Ravel, Maurice
Daphnis et Chloé Suite No. 2/Valses nobles et sentimentales/La Valse/Ma Mère LOye
Dem Vernehmen nach wusste er schon mit zehn Jahren, dass er Dirigent werden wollte, und er hat seinen Berufswunsch mit unfehlbarer Zielstrebigkeit verfolgt: Yannick Nézet-Séguin, 1975 in Montreal geboren. In der letzten Zeit ist der Kanadier in aller Munde: 2008 gab er mit Gounods Roméo et Juliette sein viel beachtetes Debüt bei den Salzburger Festspielen, und im selben Jahr wurde er als Nachfolger von Valery Gergiev Chefdirigent der Rotterdamer Philharmoniker.
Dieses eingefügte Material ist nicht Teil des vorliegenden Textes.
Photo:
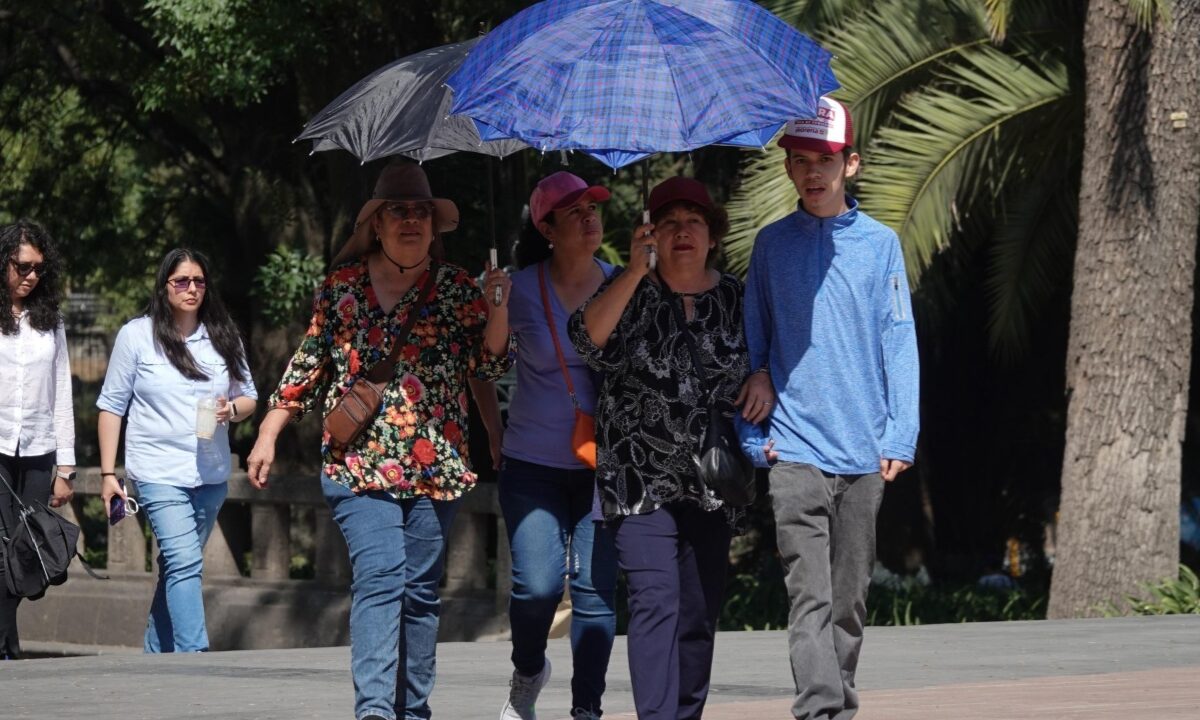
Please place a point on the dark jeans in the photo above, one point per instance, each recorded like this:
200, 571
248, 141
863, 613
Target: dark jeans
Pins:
547, 513
825, 527
675, 559
33, 479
Dass mit ihm auch in Zukunft zu rechnen sein wird und dass sich darüber hinaus das holländische Orchester zu den bemerkenswertesten europäischen Klangkörpern entwickelt hat, zeigt sich anhand der vorliegenden CD der ersten einer ganzen Reihe, die bei der EMI mit Nézet-Séguin geplant sind. Die Auswahl Ravelscher Orchesterwerke, die er mit seinem Orchester hier vorlegt, mag auf den ersten Blick wenig Überraschungen zeitigen, macht aber dennoch Sinn, denn zum einen zählt der französische Meister zu den Komponisten, die Nézet-Séguin schon als Kind faszinierten, zum anderen bietet die Musik es handelt sich durchweg um der Sphäre des Balletts entstammende Partituren dem Dirigenten reichlich Gelegenheit, sein untrügliches Gespür für fein ziselierte Rhythmen unter Beweis zu stellen. Man höre etwa den letzten Satz der hier in der reinen Orchesterfassung ohne Chor eingespielten zweiten Suite aus Daphnis et Chloé, wo sich ein unablässiger Sog entwickelt, ohne dass die mannigfachen orchestralen Details dem großen Bogen untergeordnet würden.
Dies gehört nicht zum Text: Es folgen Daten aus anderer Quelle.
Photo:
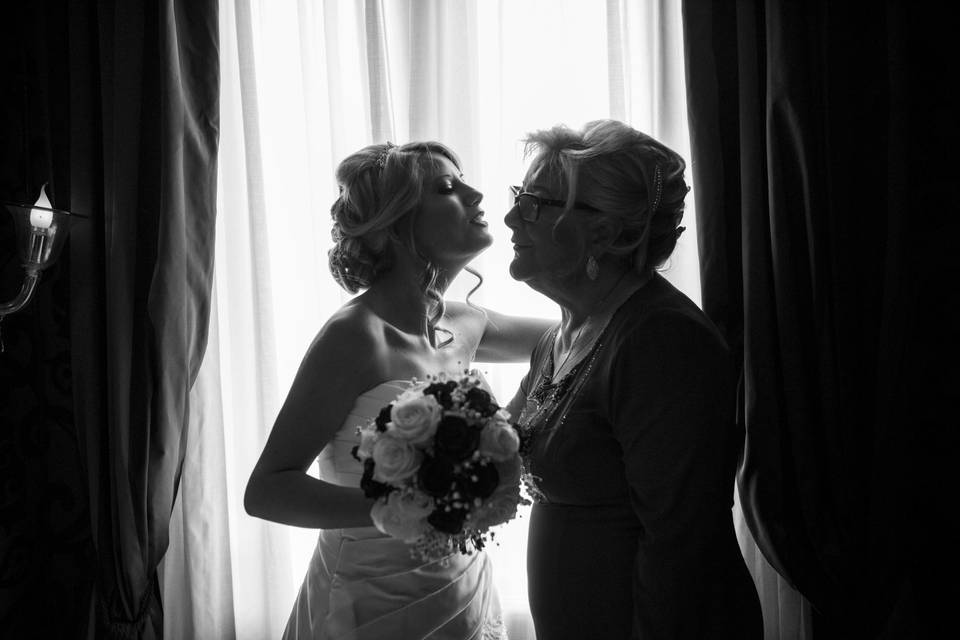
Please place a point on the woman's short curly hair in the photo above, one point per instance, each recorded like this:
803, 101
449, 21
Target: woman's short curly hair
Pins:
627, 175
380, 186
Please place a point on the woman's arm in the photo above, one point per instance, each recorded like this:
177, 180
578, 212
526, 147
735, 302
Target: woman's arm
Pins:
329, 380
Nézet-Séguin befolgt in seinem Dirigat das Gebot der clarté, wie es für französische Musik im Allgemeinen und besonders für die Musik Ravels so wichtig ist. So erstrahlen die regenbogenartigen Farben im ersten Satz der erwähnten Suite in geradezu dreidimensionaler Tiefenschärfe. Doch auch die hinter einer perfekten Oberfläche verborgene Warmherzigkeit und Melancholie der Ravelschen Tonsprache kommen bei Nézet-Séguin zu ihrem Recht, etwa in Ma Mère lOye (der Dirigent bevorzugt auch hier die Suitenfassung) oder den Valses nobles et sentimentales mit ihrem unwirklich verdämmernden Epilog.
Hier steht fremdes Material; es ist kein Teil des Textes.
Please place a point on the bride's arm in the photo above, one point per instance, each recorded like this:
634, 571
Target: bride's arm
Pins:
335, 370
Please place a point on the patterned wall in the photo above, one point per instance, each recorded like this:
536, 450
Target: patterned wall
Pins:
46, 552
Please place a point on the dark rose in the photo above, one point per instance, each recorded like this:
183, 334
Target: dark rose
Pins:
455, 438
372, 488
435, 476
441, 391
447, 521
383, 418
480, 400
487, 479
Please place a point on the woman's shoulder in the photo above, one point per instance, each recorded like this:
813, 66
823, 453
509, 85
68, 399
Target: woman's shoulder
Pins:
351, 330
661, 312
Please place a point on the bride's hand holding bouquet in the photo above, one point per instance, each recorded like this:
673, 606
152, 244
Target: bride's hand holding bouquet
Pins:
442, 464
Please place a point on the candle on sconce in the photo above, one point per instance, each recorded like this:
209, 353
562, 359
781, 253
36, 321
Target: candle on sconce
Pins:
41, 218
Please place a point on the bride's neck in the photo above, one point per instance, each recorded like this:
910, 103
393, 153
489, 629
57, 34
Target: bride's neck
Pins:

Das Orchester vollbringt durchweg Höchstleistungen, vor allem die Holzbläser. Woran es lediglich mangelt, ist die Klangwerdung der dunklen, dämonischen Seiten der Musik, wie sie vor allem La Valse prägen, jenen katastrophischen Abgesang auf die (nicht nur Wiener) Walzerseligkeit. So klug Nézet-Séguin auch disponiert, vermisst man hier doch jenen fatalen Sog, der direkt in den Untergang führt. Zu leichfüßig und harmlos ist die finale Steigerung angelegt, was durch ein eigentlich nebensächlich anmutendes Detail noch verstärkt wird: Die dröhnenden, Tod und Zerstörung symbolisierenden Tamtamschläge sind kaum zu vernehmen. Auch durch die bewegten Teile der Valses nobles, in denen ebenfalls tiefere Dimensionen hörbar werden sollten, steuert Nézet-Séguin manchmal ein klein wenig zu kursorisch. Doch insgesamt vermag diese erste akustische Frucht einer viel versprechenden Zusammenarbeit durchaus zu fesseln.